Exercise sees participation of Quad countries, Canada and S. Korea
An Indian Navy P-8I long-range maritime reconnaissance aircraft participated in multinational Anti-Submarine Warfare (ASW) Exercise Sea Dragon-22 at Guam in the U.S. that saw the participation of Quad countries, Canada and South Korea. The two-week exercise began on January 5 and concluded on January 20.
“The exercise was aimed to enhance interoperability among participating nations by evolving common tactics in response to emerging traditional and non-traditional security challenges in maritime domain,” the Navy said in a statement.
Naval aircraft from the U.S., India, Japan, Canada, Australia and South Korea – which included P8A, P8I, P1, CP140 Aurora and P3C Orion maritime reconnaissance aircraft practised high-end ASW skills. “The aircrew also undertook professional interaction with other participants from friendly foreign countries,” the Navy stated.
Sea Dragon is an annual, multi-national high-end exercise hosted by the U.S. Navy. This year, it had deployed two P-8A Poseidon aircraft.
Sea Dragon-22, primarily centering on ASW training and excellence, culminates in over 270 hours of inflight training; ranging from tracking simulated targets to the final problem of tracking a live U.S. Navy submarine, the US. Navy 7th Fleet said in a statement before the exercise commenced.
“During classroom training sessions, pilots and flight officers from all countries build plans and discuss tactics incorporating the capabilities and equipment of their respective nations,” the statement noted. During the exercise, each event is graded, and the nation scoring the highest total points will receive the coveted Dragon Belt award.
Chinese naval presence
ASW has also been a focus area among India, Australia, Japan and U.S. in the annual Malabar naval exercise, especially in the backdrop of increasing Chinese naval presence, especially submarines, in the Indian Ocean Region (IOR).

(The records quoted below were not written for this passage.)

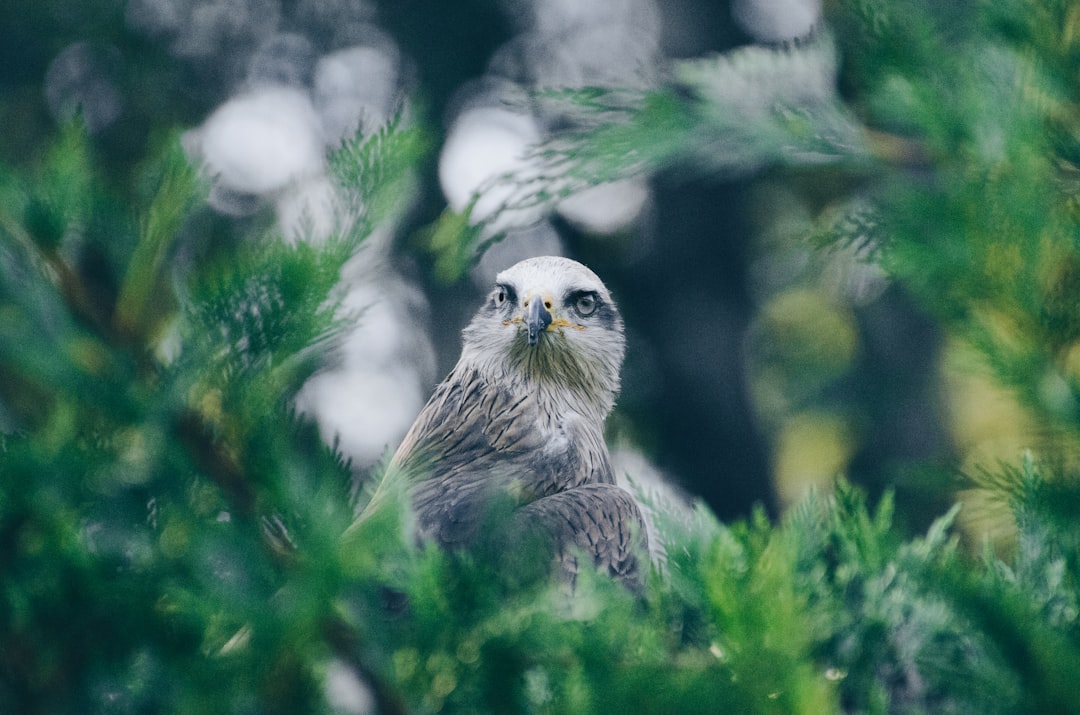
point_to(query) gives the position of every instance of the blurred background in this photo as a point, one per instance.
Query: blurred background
(758, 364)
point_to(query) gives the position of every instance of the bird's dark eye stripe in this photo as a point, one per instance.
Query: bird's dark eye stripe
(572, 298)
(508, 293)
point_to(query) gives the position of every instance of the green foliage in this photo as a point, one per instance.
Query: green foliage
(173, 537)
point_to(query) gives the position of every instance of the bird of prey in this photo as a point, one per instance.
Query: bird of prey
(521, 419)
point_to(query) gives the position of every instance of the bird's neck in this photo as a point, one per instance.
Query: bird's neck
(557, 389)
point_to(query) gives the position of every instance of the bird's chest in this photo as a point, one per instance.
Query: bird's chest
(568, 453)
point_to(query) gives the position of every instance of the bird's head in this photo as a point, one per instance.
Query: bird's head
(550, 320)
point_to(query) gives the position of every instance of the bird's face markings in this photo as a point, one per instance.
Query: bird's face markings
(539, 313)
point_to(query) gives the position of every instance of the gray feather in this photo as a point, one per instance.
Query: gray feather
(523, 425)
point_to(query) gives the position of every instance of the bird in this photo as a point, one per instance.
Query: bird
(520, 421)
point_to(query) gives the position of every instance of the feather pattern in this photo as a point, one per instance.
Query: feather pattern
(524, 423)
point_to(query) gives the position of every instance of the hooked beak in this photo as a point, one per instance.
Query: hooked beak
(537, 319)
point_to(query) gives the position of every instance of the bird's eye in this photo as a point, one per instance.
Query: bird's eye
(585, 305)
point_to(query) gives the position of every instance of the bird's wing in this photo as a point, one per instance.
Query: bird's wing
(601, 521)
(472, 437)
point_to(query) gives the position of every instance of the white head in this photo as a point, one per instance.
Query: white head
(550, 322)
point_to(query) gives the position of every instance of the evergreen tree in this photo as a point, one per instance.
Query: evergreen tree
(172, 531)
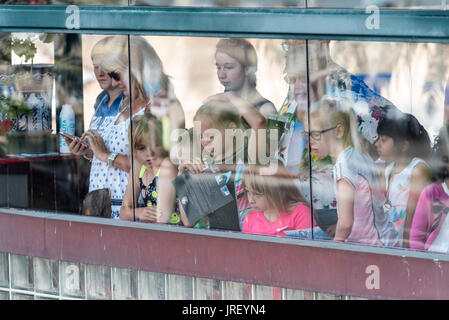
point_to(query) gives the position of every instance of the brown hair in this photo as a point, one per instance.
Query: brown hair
(145, 130)
(280, 188)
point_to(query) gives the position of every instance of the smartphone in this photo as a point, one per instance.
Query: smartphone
(70, 137)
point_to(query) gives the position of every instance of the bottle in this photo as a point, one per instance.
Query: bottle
(66, 125)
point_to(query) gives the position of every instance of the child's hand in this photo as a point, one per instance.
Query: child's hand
(149, 214)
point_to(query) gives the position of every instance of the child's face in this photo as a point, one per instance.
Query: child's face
(213, 140)
(258, 201)
(321, 146)
(230, 72)
(386, 148)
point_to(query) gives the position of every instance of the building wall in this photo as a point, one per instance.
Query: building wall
(25, 277)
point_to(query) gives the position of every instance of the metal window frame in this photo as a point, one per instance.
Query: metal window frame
(338, 24)
(307, 265)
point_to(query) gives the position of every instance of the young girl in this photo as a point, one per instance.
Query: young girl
(277, 205)
(430, 228)
(215, 152)
(361, 219)
(150, 163)
(402, 144)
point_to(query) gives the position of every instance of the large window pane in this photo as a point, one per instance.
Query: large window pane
(376, 110)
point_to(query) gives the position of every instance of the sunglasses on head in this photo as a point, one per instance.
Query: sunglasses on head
(114, 75)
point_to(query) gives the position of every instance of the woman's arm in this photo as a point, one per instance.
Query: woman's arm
(126, 210)
(100, 151)
(419, 180)
(345, 199)
(145, 214)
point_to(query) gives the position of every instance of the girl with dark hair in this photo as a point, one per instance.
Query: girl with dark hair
(404, 145)
(430, 228)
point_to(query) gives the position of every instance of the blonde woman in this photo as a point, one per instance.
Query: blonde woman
(111, 163)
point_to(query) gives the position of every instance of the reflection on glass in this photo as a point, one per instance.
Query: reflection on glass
(346, 144)
(380, 151)
(387, 4)
(222, 3)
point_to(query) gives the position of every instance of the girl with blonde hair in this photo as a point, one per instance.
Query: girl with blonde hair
(276, 203)
(332, 130)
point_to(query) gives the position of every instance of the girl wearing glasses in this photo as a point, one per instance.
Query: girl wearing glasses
(430, 228)
(276, 203)
(361, 218)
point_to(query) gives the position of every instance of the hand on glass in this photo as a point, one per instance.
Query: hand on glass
(77, 146)
(97, 145)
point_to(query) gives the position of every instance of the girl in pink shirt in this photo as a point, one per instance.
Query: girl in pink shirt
(430, 227)
(277, 205)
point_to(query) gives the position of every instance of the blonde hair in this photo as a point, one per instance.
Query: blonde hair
(105, 46)
(338, 112)
(147, 75)
(280, 189)
(221, 114)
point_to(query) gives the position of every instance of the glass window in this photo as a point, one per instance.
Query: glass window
(327, 140)
(387, 4)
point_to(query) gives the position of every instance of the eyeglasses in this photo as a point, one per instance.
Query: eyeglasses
(114, 75)
(316, 135)
(292, 79)
(254, 194)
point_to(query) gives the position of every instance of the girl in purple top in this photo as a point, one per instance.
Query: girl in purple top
(430, 228)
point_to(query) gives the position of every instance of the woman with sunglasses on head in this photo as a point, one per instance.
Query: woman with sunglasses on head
(108, 101)
(361, 218)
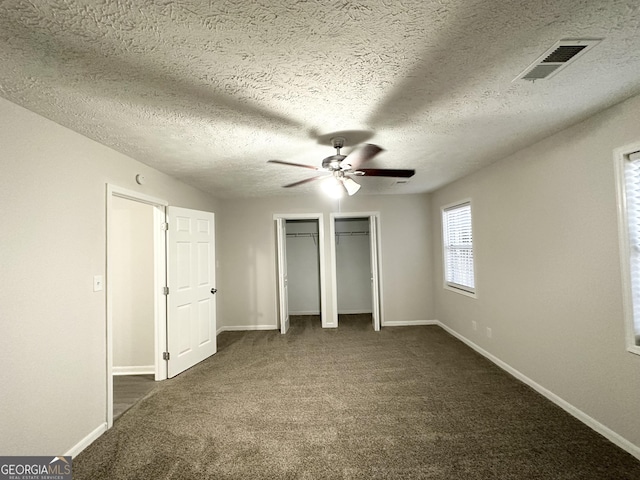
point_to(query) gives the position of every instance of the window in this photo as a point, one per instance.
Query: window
(458, 248)
(629, 225)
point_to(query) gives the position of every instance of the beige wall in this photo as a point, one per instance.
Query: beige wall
(52, 339)
(246, 235)
(132, 281)
(548, 271)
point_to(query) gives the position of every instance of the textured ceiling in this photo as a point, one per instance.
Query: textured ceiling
(207, 91)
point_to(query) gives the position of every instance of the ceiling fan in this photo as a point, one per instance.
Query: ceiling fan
(343, 167)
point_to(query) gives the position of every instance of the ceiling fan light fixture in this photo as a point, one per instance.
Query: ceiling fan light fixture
(351, 186)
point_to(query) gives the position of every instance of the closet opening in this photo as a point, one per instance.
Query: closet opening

The Indian Navy’s tempo of exercises and engagements has significantly gone up in recent years coinciding with the shift in global attention to the Indo-Pacific. Maritime Domain Awareness has emerged as a major area of cooperation with friendly countries in the IOR.
In addition to white shipping information, it also includes information on military and naval assets of hostile/adversarial countries; assessment of maritime activities of mutual concern and activities related to transnational maritime based threats, as reported by The Hindu recently.
These engagements are further amplified by the bilateral logistics agreements, Navy to Navy agreements and information sharing agreements that India has concluded with several countries.